MONA explainer 11 min read March 26, 2026

What Is Model Inference and How LLMs Generate Text Through Autoregressive Decoding

Abstract visualization of tokens flowing sequentially through a neural network during autoregressive decoding

Table of Contents

ELI5

Model inference is a trained neural network producing output from new input. For LLMs, that means generating text one token at a time — each new token conditioned on every token before it.

You type a question. Two seconds later, text streams back — smooth, coherent, suspiciously fluent.
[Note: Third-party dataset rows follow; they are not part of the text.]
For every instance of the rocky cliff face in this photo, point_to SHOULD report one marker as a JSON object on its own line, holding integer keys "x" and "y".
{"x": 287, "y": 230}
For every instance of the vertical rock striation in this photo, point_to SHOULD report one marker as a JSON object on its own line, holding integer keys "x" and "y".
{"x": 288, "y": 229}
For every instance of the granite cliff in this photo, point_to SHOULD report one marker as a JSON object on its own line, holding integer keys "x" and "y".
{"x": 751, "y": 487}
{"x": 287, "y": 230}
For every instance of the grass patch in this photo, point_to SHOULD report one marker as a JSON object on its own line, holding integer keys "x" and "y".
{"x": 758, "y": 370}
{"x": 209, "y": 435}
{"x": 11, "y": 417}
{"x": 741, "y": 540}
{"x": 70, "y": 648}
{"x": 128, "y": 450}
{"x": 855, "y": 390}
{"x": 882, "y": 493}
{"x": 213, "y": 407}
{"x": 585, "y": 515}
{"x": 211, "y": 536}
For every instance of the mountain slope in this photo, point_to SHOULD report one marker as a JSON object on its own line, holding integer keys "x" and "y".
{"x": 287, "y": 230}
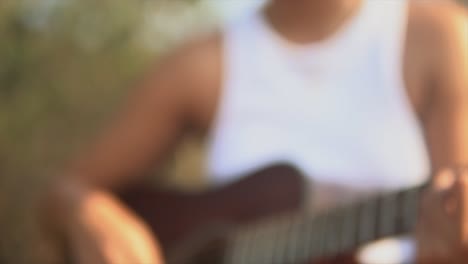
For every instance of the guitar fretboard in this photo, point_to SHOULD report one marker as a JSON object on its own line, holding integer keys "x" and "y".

The experience suggests the model composed a complete thought and is now reading it aloud.

It didn’t. It produced one token, looked at everything generated so far, produced the next, and repeated the loop several hundred times. The fluency is a surface effect. Underneath is a strictly sequential process where each step waits for the previous one to finish — and that sequential dependency shapes every optimization decision in modern LLM serving.

Five Hundred Forward Passes for One Response

Training and inference occupy two different phases of a model’s existence, and they carry fundamentally different computational profiles. Training adjusts billions of parameters over thousands of iterations, processing massive batches of data in parallel across clusters of GPUs. Inference holds those parameters fixed and produces output from new input. In most neural network architectures — image classifiers, speech recognizers, recommendation engines — inference is the cheap phase. A single forward pass, a bounded cost.

Autoregressive language models reverse that assumption.

What is inference in machine learning?

Inference is the forward pass: input data propagated through layers of learned weights to produce an output. In an image classifier, one pass yields one label. In a speech-to-text system, a fixed-length audio window produces a transcript segment. The computational cost is predictable and proportional to input size.

LLMs break that predictability. A model generating a 500-token response doesn’t run one forward pass — it runs 500. Each pass produces a single token, conditioned on the full sequence of tokens generated before it. The cost scales with output length, and the steps are inherently serial: token 237 cannot begin until token 236 exists.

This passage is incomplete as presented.